Other investigations also indicate that diets heavy in meat may change prostate cancers from dormant to malignant. Since meat poses a threat to the heart and has been associated with cancer, let's look at both meat and meat substitutes. This is an important group, for it is a major source of protein, which our bodies need to replace dead cells and to form new ones. We must have an adequate intake of protein to maintain good health and to recover from illness and injury. But we can do this and still avoid diets high in red meat, which appear to be cancer's preferred fuel.

Saturated fats, such as those found in red meat and whole dairy products, are the elements to avoid. Polyunsaturated fats, such as those found in olive oil, are not considered to put people at a higher risk for cancer.

Poultry and fish are rich in high-quality protein and can be used as inexpensive substitutes for red meat. Legumes, such as dried beans, soybeans, and dried peas, do not contain as high-quality a protein, but when they are eaten with rice, corn, or a little lean meat, their protein can rival that of meat. All grains and dried legumes contain vitamins, fiber, and proteins while having little fat content and no refined sugar (another food that does not contribute to good health). Red meat products, such as lamb, beef, pork, veal, duck, high-fat poultry with skin, dark meat of either chicken or turkey, and organ meats should be avoided.

Whole-milk dairy products, such as butter, milk, cream, cottage cheese, and yogurt, should be cut out, and their low-fat or nonfat counterparts used instead. Egg whites provide a complete protein while all the cholesterol is found in the yolk, so consider using the egg white and discarding the rest.

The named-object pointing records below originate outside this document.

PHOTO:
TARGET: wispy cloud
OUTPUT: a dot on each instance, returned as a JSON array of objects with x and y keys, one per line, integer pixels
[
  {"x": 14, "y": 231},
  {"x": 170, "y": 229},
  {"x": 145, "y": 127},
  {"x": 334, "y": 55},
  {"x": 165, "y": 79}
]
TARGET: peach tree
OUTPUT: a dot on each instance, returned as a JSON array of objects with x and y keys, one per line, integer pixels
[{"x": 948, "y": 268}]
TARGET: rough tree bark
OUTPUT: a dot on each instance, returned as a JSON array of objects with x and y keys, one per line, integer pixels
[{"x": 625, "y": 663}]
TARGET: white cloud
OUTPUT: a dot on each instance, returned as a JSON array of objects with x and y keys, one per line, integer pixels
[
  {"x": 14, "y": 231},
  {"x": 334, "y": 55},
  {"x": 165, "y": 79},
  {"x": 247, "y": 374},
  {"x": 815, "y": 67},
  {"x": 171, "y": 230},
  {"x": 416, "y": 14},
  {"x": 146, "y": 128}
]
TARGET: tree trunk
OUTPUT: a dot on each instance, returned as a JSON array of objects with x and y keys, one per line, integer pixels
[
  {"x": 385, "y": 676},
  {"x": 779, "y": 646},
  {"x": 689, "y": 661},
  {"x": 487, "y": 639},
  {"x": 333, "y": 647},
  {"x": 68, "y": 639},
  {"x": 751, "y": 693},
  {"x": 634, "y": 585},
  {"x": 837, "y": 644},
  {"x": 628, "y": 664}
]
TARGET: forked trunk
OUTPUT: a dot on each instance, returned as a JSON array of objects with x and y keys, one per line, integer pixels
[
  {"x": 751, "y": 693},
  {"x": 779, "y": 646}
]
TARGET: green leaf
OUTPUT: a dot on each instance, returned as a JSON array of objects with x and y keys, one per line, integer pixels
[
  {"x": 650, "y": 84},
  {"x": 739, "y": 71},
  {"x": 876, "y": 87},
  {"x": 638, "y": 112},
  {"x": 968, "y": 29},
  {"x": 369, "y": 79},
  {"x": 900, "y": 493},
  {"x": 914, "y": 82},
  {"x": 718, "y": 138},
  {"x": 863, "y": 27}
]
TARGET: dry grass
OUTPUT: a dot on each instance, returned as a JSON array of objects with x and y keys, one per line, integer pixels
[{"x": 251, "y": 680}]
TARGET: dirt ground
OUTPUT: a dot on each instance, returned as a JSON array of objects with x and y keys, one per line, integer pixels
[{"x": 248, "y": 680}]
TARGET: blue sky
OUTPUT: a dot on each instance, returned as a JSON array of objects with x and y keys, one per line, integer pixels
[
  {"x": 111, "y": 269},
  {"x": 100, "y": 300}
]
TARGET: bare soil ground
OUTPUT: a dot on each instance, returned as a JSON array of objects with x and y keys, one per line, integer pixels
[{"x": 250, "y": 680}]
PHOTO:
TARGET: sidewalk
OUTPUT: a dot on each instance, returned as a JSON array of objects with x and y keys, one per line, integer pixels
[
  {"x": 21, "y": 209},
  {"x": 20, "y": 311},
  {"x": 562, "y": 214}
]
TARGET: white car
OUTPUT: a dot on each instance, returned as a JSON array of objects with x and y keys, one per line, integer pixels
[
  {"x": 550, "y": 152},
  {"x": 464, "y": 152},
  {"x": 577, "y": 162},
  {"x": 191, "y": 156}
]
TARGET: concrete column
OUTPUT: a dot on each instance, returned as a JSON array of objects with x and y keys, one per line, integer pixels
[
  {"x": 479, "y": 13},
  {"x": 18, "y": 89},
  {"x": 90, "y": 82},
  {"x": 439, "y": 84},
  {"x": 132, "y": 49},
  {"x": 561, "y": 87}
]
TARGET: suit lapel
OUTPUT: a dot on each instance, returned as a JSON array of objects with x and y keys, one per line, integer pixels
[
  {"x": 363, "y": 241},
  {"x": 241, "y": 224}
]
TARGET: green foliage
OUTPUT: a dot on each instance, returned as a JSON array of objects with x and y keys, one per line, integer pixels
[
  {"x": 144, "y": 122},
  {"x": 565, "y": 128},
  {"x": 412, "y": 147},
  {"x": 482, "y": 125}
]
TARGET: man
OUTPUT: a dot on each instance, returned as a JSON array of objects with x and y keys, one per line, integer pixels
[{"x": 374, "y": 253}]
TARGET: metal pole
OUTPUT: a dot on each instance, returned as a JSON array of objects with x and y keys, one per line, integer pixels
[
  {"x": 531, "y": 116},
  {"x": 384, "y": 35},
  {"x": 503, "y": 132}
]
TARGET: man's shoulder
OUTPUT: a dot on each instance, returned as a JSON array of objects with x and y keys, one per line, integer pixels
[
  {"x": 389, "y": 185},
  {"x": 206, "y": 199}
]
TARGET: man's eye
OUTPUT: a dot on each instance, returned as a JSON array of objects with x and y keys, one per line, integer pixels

Seventh-Day Adventists tend not to eat the typical American diet. They generally eat whole grains, vegetables, and nuts and avoid alcohol, tobacco, caffeine-containing beverages, spices, and highly refined foods. Many of them don't eat meat, and their death rate from intestinal cancer is 20 percent below the average in the United States. Studies at the Loma Linda School of Health in California have shown that they also have consistently lower cholesterol levels. A long-term study of47,000 Seventh-Day Adventists revealed a much lower death rate than for the general population, and those who were strict vegetarians had the lowest death rate.

The studies also showed that Seventh-Day Adventists who reported consuming the most meat, milk, cheese, and eggs were more than three times as likely to die of prostate cancer within twenty years than were Seventh-Day Adventists who said they ate the lowest amounts of those foods. Other studies related to Seventh-Day Adventists revealed that the men who drank two glasses of milk per day had almost twice the risk of developing prostate cancer of those who drank one glass. Three glasses of milk increased the odds even more.


New studies indicate a strong possibility that foods that impair the heart are also harmful to the prostate. There is reason to suspect a possible association between prostate tumors and cholesterol, because testosterone, which is recognized as promoting tumor growth, has a chemical structure with important similarities to that of cholesterol. There is the possibility that high levels of cholesterol cause excess testosterone production. Animal fats create excess cholesterol in the bloodstream. Foods high in saturated fats include butter, ice cream, cheese, egg yolks, liver, meat, creams, and gravies.

Fat is the main culprit in raising blood cholesterol. It is a dangerous factor in increasing the risk of heart disease.